I like making pancakes every now and then on the weekends but I usually try and keep them relatively healthy (as much as pancakes can be healthy I suppose). This weekend I decided to try and make some chocolate pancakes and these turned out really well. I used buckwheat and oats in place of flour and they had a lovely texture. If you don’t like buckwheat or are just not bothered trying to give your pancakes a healthy slant, you can just use plain flour. As the cocoa used is unsweetened, you could add some honey if you liked for your sugar rush.
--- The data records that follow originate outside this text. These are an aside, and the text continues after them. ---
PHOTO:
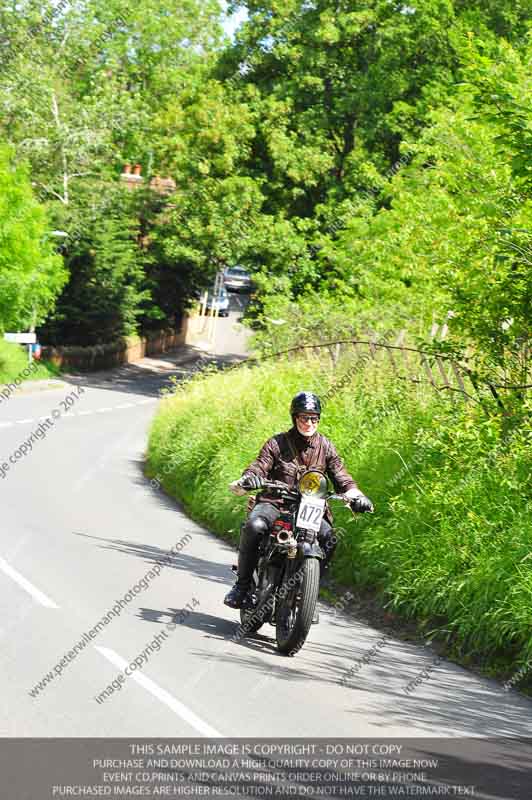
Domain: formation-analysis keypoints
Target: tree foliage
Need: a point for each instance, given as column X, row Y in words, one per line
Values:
column 31, row 275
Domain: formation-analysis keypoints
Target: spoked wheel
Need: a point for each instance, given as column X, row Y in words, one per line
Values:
column 295, row 612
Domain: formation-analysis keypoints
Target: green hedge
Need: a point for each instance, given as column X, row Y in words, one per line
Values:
column 14, row 363
column 450, row 544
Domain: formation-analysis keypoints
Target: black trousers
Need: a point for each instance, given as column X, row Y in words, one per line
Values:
column 259, row 522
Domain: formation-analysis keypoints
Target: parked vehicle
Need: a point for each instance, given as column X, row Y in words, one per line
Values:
column 221, row 302
column 237, row 279
column 287, row 578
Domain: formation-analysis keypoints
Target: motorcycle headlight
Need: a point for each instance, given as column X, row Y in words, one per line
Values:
column 313, row 483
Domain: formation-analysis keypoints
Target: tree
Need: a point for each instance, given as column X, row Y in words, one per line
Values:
column 31, row 274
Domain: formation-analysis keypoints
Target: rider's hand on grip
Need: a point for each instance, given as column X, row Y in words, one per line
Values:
column 252, row 482
column 236, row 488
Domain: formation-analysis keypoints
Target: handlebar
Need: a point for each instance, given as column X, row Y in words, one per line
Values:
column 283, row 487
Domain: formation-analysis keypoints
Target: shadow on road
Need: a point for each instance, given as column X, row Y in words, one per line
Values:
column 152, row 375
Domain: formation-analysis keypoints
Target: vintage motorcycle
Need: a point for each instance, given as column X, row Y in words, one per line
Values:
column 286, row 581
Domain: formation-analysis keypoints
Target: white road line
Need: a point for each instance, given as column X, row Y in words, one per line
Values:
column 25, row 584
column 161, row 694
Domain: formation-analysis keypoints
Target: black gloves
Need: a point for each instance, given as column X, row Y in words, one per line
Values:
column 251, row 481
column 361, row 504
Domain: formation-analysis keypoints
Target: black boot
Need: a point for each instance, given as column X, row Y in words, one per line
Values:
column 248, row 557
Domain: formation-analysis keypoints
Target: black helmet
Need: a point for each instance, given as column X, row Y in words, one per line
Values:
column 305, row 401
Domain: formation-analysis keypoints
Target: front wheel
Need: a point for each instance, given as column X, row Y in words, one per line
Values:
column 296, row 610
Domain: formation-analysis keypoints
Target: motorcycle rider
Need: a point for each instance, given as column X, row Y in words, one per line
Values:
column 285, row 457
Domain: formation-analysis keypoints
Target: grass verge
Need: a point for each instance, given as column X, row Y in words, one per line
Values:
column 450, row 544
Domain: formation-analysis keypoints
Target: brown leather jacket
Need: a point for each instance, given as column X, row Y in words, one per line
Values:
column 276, row 462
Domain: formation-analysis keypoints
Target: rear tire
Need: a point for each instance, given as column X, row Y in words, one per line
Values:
column 289, row 641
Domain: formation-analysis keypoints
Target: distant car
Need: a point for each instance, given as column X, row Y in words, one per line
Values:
column 222, row 302
column 237, row 279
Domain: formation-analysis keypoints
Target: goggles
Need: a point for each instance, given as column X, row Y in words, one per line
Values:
column 308, row 418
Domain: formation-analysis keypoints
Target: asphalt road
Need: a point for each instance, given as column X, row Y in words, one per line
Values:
column 82, row 527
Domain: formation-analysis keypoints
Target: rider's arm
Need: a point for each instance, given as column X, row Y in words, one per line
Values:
column 336, row 470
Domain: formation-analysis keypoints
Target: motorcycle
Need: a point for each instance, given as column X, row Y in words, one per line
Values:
column 286, row 581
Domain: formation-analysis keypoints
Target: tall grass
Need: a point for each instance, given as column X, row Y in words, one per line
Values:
column 450, row 544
These are so easy to make and take no time at all to whip up (about 10 minutes from start to finish!). Give them a go and rid yourself of your pancake guilt!
Ingredients (serves 2):
1/2 cup oats
1/2 cup buckwheat (or other flour)
1/2 tsp baking powder
1 cup milk
2 level tbsp cocoa (you could use raw cocao for extra health freak brownie points)
Flaked toasted almonds
Peanut butter (optional)
Whisk together the oats, flour, baking powder, cocoa, milk and egg in a mixing bowl. You want a custard like consistency so you might not need all the milk.
Pop a non-stick frying pan on a medium high heat. Add a little oil (I used coconut oil but you can use any mild tasting oil… not olive oil!), then spoon a ladle of batter onto the pan. You should be able to fit about 3 on the pan at a time.
After a minute or two bubbles will start appearing at the top of the pancake, this means it’s time to flip them over. Fry for another 2 minutes.
Stack ‘em high and if you like peanut butter and have it handy, I like to smear a little between the layers of pancakes. Serve with banana, yoghurt, toasted flaked almonds. You can also add a spoon of honey if you need your sugar hit.